Claro que enfrento uma resistência, porque muita gente ainda associa o frevo a uma ideia engessada, sazonal, caricata. Mas ele tem uma sonoridade muito atual, muito pra frente. A eletrônica está ali, colocada com naturalidade. As soluções que encontrei para o disco são, eu diria, bastante originais. Gostaria que essa música atravessasse a enorme barreira que a cultura pop norte-americana construiu sobre a música brasileira — uma barreira que nos faz julgar tudo a partir de uma régua de fora. Meu desejo é que ouçam o álbum sem essa comparação.
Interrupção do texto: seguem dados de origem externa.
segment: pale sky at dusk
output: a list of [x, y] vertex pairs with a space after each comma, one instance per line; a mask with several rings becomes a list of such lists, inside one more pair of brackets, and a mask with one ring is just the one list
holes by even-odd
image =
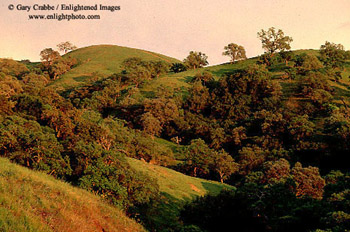
[[[29, 14], [57, 11], [8, 9], [35, 3], [120, 5], [121, 10], [76, 12], [98, 13], [101, 19], [58, 22], [28, 20]], [[326, 40], [349, 50], [350, 0], [1, 0], [0, 57], [38, 61], [44, 48], [71, 41], [78, 47], [140, 48], [180, 60], [201, 51], [213, 65], [228, 61], [222, 52], [231, 42], [244, 46], [249, 57], [261, 54], [257, 32], [272, 26], [293, 37], [293, 50], [317, 49]]]

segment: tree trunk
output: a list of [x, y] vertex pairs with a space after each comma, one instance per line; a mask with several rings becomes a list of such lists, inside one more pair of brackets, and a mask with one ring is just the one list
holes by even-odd
[[220, 182], [223, 184], [224, 183], [224, 173], [219, 172], [220, 174]]

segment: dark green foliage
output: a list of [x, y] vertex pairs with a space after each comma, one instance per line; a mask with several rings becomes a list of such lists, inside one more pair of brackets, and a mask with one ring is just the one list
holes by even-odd
[[41, 119], [44, 103], [39, 96], [20, 94], [13, 97], [13, 100], [16, 102], [15, 108], [17, 112], [34, 116], [36, 120]]
[[221, 183], [238, 171], [238, 164], [224, 150], [214, 154], [213, 169], [219, 173]]
[[329, 133], [329, 144], [335, 150], [350, 149], [350, 121], [348, 109], [335, 109], [326, 119], [325, 131]]
[[123, 62], [124, 71], [128, 81], [138, 87], [143, 81], [151, 79], [151, 71], [140, 58], [129, 58]]
[[344, 46], [326, 41], [320, 48], [321, 60], [327, 67], [342, 68], [347, 57]]
[[309, 121], [308, 115], [292, 118], [288, 125], [288, 132], [293, 141], [294, 149], [316, 148], [315, 146], [317, 145], [312, 143], [312, 137], [315, 133], [315, 124]]
[[140, 120], [144, 132], [152, 136], [158, 136], [160, 134], [162, 126], [160, 125], [160, 121], [152, 113], [144, 113]]
[[122, 65], [124, 68], [122, 74], [125, 74], [136, 87], [146, 80], [159, 77], [169, 71], [169, 66], [164, 61], [143, 61], [137, 57], [124, 60]]
[[68, 157], [53, 131], [37, 122], [12, 116], [1, 120], [0, 148], [3, 156], [23, 166], [57, 177], [71, 173]]
[[317, 71], [323, 68], [323, 65], [316, 56], [303, 53], [296, 57], [295, 67], [299, 73], [305, 74], [309, 71]]
[[87, 166], [79, 179], [80, 187], [125, 209], [147, 204], [158, 196], [159, 187], [154, 180], [131, 169], [123, 155], [110, 151], [98, 153], [90, 162], [84, 159]]
[[246, 184], [236, 191], [205, 196], [184, 207], [181, 219], [206, 231], [310, 231], [320, 228], [328, 206], [312, 199], [297, 199], [290, 183], [269, 187]]
[[271, 81], [268, 71], [252, 66], [220, 80], [213, 91], [212, 114], [223, 119], [240, 120], [259, 109], [278, 104], [281, 87]]
[[259, 59], [257, 60], [256, 63], [259, 65], [266, 65], [269, 67], [269, 66], [278, 64], [281, 59], [282, 57], [279, 55], [279, 53], [273, 56], [271, 56], [271, 54], [264, 53], [259, 56]]
[[183, 63], [173, 63], [170, 67], [170, 71], [174, 73], [184, 72], [187, 67]]
[[202, 82], [195, 82], [189, 90], [188, 108], [192, 112], [200, 113], [208, 106], [210, 94], [209, 89]]
[[169, 71], [169, 65], [164, 61], [150, 61], [148, 66], [153, 77], [159, 77]]
[[[45, 68], [51, 69], [56, 59], [61, 59], [51, 58], [45, 61]], [[152, 65], [161, 66], [157, 62]], [[46, 87], [48, 81], [41, 74], [25, 73], [22, 80], [11, 75], [2, 73], [0, 80], [2, 156], [66, 179], [125, 209], [157, 198], [157, 183], [130, 168], [124, 156], [143, 154], [142, 143], [152, 147], [149, 156], [158, 163], [169, 162], [171, 158], [164, 157], [172, 153], [149, 143], [151, 138], [141, 142], [141, 134], [130, 131], [124, 122], [102, 118], [94, 111], [104, 113], [116, 106], [122, 79], [111, 77], [87, 86], [88, 92], [77, 91], [77, 98], [87, 97], [77, 104], [84, 109], [77, 109]]]
[[125, 75], [115, 74], [103, 81], [97, 81], [75, 89], [69, 98], [76, 107], [89, 108], [105, 113], [116, 107], [121, 89], [127, 81]]
[[190, 54], [184, 59], [184, 64], [189, 69], [201, 68], [208, 65], [208, 56], [202, 52], [190, 51]]
[[42, 74], [29, 73], [22, 77], [23, 83], [32, 87], [44, 87], [49, 83], [48, 78]]
[[264, 231], [259, 218], [254, 217], [248, 199], [235, 192], [222, 192], [218, 196], [205, 196], [185, 206], [181, 218], [186, 224], [195, 224], [206, 231]]
[[202, 139], [191, 141], [186, 151], [186, 165], [193, 170], [193, 176], [198, 172], [208, 173], [209, 167], [213, 163], [213, 151]]
[[288, 62], [295, 61], [295, 55], [292, 51], [282, 51], [279, 53], [279, 56], [286, 63], [287, 66]]
[[214, 81], [214, 77], [210, 72], [197, 73], [192, 79], [192, 82], [197, 81], [201, 82], [203, 85], [206, 85], [209, 82]]
[[298, 87], [303, 96], [310, 98], [319, 109], [323, 109], [332, 99], [333, 89], [328, 83], [328, 76], [320, 72], [309, 72], [299, 76]]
Vez ou outra discute-se quando teremos um grande sucesso do frevo novamente. Você acredita que isso ainda pode acontecer?
Novos sucessos dependem da indústria. Não é uma questão apenas de talento ou de cena — é de investimento, de promoção, de estratégia. Não existe mais espaço para amadorismo. Tudo gira em torno de dinheiro. Mas é importante dizer que existe, sim, uma cena de frevo que acontece fora do Carnaval. Mesmo quando os artistas não estão fazendo frevo diretamente, eles costumam inserir algum elemento do gênero — um sotaque, uma referência rítmica, um arranjo — em outras músicas, como a Flaira Ferro.
O Spok, por exemplo, é alguém que toca o ano inteiro. A Laís Senna também tem gravado algumas coisas. E a Orquestra Malsasombro lançou um álbum com um caráter mais nostálgico, também tem encontrado público fora do período carnavalesco. Existe uma movimentação no Recife, com caminhos diversos, tentando construir essa nova cena do frevo. Agora, transformar isso em hype… isso vai depender, e muito, da engrenagem da indústria.